But for some, the forced isolation, self-reliance and introspection brought positives in terms of skills learned, new routines, unexpected realizations.

For one, many found that working from home can actually work.

Many companies that were adamantly opposed to work-from-home options have found that having employees work from home actually is possible and, in some ways, practical. People who may have hated the thought of working from home enjoyed hours of re-claimed time that would normally have been spent sitting in traffic trying to get to work and sitting in traffic trying to get home at the end of the day.

They realized how nice it is to come to an 8 a.m. meeting relaxed and ready rather than going through the stress of an accident jamming traffic on the freeway making them an hour late and totally frazzled.

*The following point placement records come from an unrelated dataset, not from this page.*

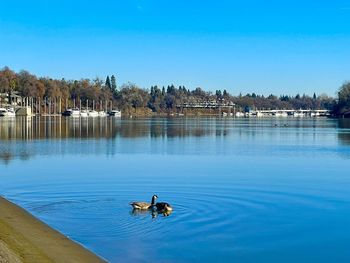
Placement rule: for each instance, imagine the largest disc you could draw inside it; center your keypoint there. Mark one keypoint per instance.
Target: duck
(144, 205)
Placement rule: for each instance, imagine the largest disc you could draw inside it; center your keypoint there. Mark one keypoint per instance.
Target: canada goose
(144, 205)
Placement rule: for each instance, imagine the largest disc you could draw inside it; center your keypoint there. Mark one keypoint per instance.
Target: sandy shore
(23, 238)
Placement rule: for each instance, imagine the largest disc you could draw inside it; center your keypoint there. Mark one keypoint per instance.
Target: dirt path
(23, 238)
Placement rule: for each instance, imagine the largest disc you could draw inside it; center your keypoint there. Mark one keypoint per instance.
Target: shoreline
(24, 238)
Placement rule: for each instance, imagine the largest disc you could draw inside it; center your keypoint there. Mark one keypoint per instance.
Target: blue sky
(280, 47)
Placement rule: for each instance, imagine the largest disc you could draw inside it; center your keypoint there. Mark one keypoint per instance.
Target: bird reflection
(154, 213)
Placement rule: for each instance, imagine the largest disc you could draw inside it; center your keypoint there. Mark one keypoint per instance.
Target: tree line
(158, 99)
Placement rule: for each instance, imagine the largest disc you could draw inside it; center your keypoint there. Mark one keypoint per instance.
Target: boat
(102, 114)
(71, 112)
(7, 112)
(298, 114)
(115, 113)
(93, 113)
(281, 114)
(84, 113)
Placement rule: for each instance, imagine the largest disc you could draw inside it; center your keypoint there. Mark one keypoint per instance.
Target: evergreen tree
(113, 83)
(108, 83)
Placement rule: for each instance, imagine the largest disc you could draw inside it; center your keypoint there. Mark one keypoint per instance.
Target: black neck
(153, 200)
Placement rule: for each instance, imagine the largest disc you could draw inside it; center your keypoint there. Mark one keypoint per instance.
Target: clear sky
(267, 46)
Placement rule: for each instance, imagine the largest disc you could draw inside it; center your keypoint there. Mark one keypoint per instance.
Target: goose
(144, 205)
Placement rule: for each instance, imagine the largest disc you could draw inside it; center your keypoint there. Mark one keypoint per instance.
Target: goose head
(154, 198)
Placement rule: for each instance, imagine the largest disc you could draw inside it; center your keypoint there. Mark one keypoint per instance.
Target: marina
(239, 187)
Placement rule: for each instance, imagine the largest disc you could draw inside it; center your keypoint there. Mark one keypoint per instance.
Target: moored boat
(93, 113)
(7, 112)
(115, 113)
(71, 112)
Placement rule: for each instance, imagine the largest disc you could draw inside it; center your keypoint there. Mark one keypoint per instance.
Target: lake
(243, 190)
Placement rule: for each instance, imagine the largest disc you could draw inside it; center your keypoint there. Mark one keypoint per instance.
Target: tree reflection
(344, 134)
(58, 133)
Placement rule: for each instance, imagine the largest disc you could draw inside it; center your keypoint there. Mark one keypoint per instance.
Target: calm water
(243, 190)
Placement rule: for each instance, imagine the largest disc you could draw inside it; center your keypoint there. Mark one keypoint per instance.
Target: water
(243, 190)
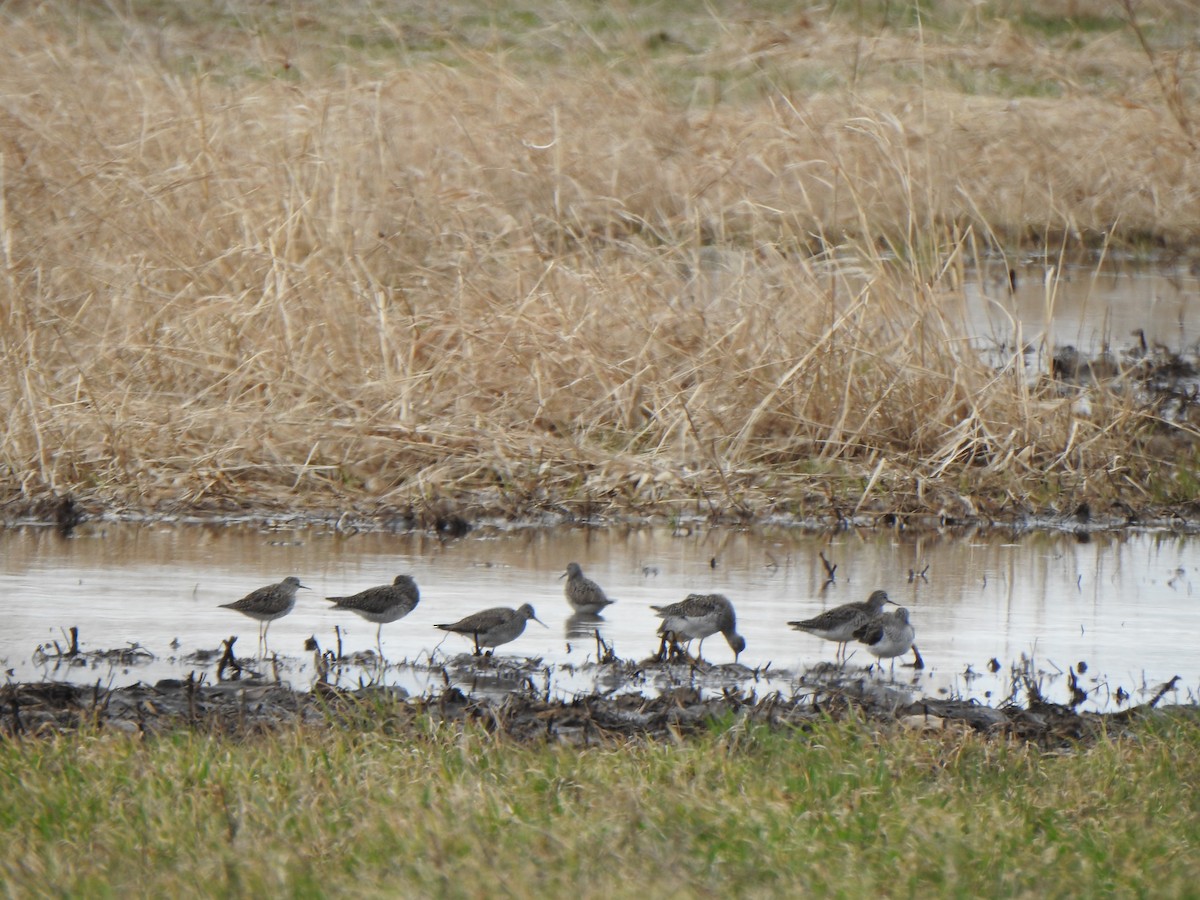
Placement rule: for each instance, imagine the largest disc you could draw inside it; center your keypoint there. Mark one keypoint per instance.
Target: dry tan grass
(673, 282)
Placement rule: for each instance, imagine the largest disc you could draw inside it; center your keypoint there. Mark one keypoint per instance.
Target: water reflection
(1115, 309)
(1049, 605)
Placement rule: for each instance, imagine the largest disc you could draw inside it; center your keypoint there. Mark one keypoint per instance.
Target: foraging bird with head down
(491, 628)
(699, 616)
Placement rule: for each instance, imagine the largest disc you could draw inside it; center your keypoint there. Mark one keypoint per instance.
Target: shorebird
(888, 635)
(700, 616)
(583, 594)
(491, 628)
(268, 604)
(840, 623)
(383, 604)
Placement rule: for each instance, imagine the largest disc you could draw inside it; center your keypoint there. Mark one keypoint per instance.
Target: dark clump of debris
(523, 715)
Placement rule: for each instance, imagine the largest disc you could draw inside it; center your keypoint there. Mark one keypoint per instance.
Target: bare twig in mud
(1164, 689)
(604, 651)
(1078, 695)
(917, 661)
(831, 569)
(192, 715)
(913, 574)
(18, 727)
(228, 660)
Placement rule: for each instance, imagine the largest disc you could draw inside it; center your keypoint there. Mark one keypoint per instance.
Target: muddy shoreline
(460, 517)
(249, 707)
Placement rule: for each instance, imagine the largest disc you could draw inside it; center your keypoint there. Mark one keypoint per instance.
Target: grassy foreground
(429, 810)
(635, 257)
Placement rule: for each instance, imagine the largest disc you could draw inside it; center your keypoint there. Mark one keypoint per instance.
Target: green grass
(415, 808)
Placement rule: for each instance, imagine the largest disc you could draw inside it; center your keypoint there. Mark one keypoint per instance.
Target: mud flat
(527, 713)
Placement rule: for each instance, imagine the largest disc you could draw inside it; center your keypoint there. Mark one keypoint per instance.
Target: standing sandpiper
(888, 635)
(840, 623)
(582, 593)
(700, 616)
(268, 604)
(383, 604)
(491, 628)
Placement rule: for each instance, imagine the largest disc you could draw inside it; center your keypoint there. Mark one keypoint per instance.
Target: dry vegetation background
(571, 256)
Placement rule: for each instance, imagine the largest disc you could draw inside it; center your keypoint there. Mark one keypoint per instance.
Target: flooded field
(1113, 607)
(1116, 309)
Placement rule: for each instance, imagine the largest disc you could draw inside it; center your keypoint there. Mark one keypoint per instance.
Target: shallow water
(1092, 310)
(1123, 604)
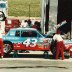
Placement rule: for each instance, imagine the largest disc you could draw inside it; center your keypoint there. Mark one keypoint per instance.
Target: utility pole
(53, 13)
(44, 15)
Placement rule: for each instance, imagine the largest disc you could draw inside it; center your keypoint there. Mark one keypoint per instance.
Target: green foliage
(24, 8)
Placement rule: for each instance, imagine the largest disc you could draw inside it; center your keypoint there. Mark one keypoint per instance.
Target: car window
(28, 34)
(17, 34)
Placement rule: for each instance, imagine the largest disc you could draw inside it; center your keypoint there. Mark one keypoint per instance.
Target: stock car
(25, 39)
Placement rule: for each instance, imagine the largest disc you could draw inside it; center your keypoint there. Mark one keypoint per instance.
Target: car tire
(8, 47)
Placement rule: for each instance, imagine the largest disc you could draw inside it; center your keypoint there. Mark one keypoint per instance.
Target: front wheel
(8, 47)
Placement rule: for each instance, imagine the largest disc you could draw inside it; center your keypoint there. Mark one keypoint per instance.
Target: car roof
(23, 29)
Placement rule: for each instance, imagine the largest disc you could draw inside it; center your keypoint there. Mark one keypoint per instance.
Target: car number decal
(30, 42)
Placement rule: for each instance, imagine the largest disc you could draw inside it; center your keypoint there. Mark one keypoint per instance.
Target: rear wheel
(8, 47)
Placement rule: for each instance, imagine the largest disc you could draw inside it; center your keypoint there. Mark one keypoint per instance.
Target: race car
(25, 39)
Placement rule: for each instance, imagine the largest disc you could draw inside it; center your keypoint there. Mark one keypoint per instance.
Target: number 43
(30, 41)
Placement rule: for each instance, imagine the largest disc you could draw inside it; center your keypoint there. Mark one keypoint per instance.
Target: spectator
(60, 44)
(29, 23)
(1, 44)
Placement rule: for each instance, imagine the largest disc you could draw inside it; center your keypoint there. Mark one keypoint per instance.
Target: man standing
(60, 44)
(1, 45)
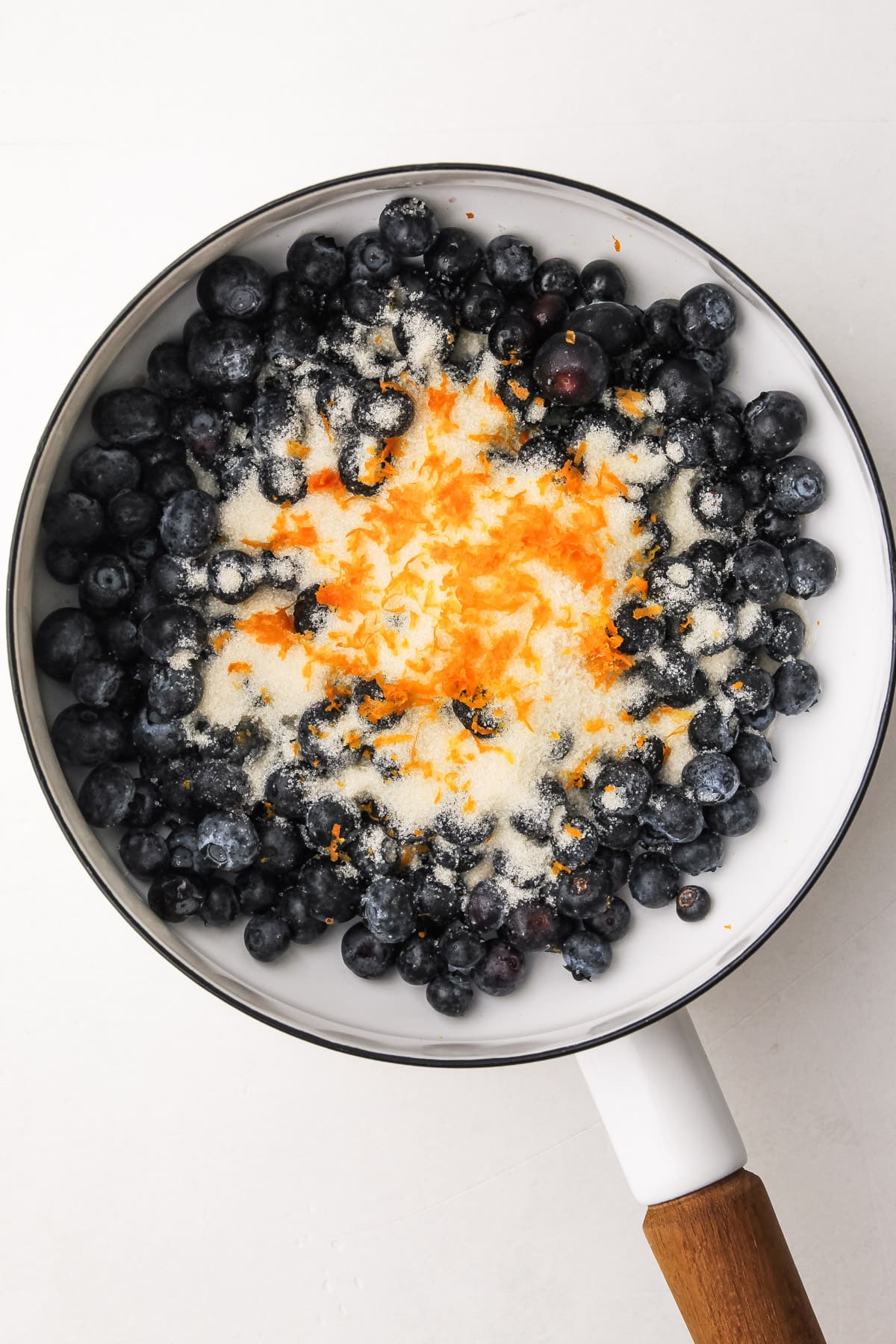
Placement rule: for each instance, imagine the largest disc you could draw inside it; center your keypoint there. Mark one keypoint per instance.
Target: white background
(172, 1169)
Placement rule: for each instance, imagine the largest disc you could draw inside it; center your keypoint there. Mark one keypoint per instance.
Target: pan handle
(709, 1223)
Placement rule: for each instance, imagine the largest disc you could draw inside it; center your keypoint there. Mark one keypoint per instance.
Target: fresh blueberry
(220, 907)
(420, 961)
(812, 567)
(267, 937)
(408, 226)
(685, 388)
(736, 816)
(509, 262)
(707, 316)
(610, 921)
(761, 571)
(383, 411)
(82, 735)
(450, 995)
(480, 307)
(501, 969)
(227, 840)
(171, 629)
(370, 257)
(73, 519)
(653, 880)
(556, 276)
(128, 417)
(797, 687)
(366, 954)
(188, 523)
(602, 281)
(234, 287)
(774, 423)
(107, 794)
(718, 502)
(144, 853)
(225, 355)
(711, 777)
(571, 369)
(316, 261)
(613, 326)
(586, 954)
(175, 895)
(694, 903)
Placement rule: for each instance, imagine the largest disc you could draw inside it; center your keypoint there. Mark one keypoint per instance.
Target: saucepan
(709, 1222)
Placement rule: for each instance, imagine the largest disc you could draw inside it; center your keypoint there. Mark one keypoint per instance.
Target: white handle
(664, 1110)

People cut down on unnecessary hustle-bustle, the crazy running-around that so many of us do as though it’s required. It turns out that it wasn’t — all those five-stop errands and multiple trips to the grocery store and daily hunting-and-gathering rituals that made us exhausted seem less important now.

People started making breakfast at home. They remembered that they knew how to cook pancakes or they taught themselves and were proud of the results.

People searched up new recipes, new techniques, new kitchen hacks. People who had only eaten pre-made meals figured out that learning some basic techniques in the kitchen really gives you many options for feeding yourself, and furthermore, that it’s not all that hard to make spaghetti or chili.

Many figured out how to do useful things for themselves, like sewing and planting a garden, cutting their own hair or trouble­-shooting their own tech issues. Maybe they won’t want to do those things anymore, but they will know that they can.

For artists and content­-creators, the shutdown has been a time of quarantine creativity, with world-class musicians offering free concerts online, theater and opera companies streaming performances and even humble family bands and dad-­dancers putting on inspired shows from their living rooms.

Staying at home brought quiet and rest, while at the same time putting into sharp focus what is truly essential, and the self-reliance we’re able to summon when needed.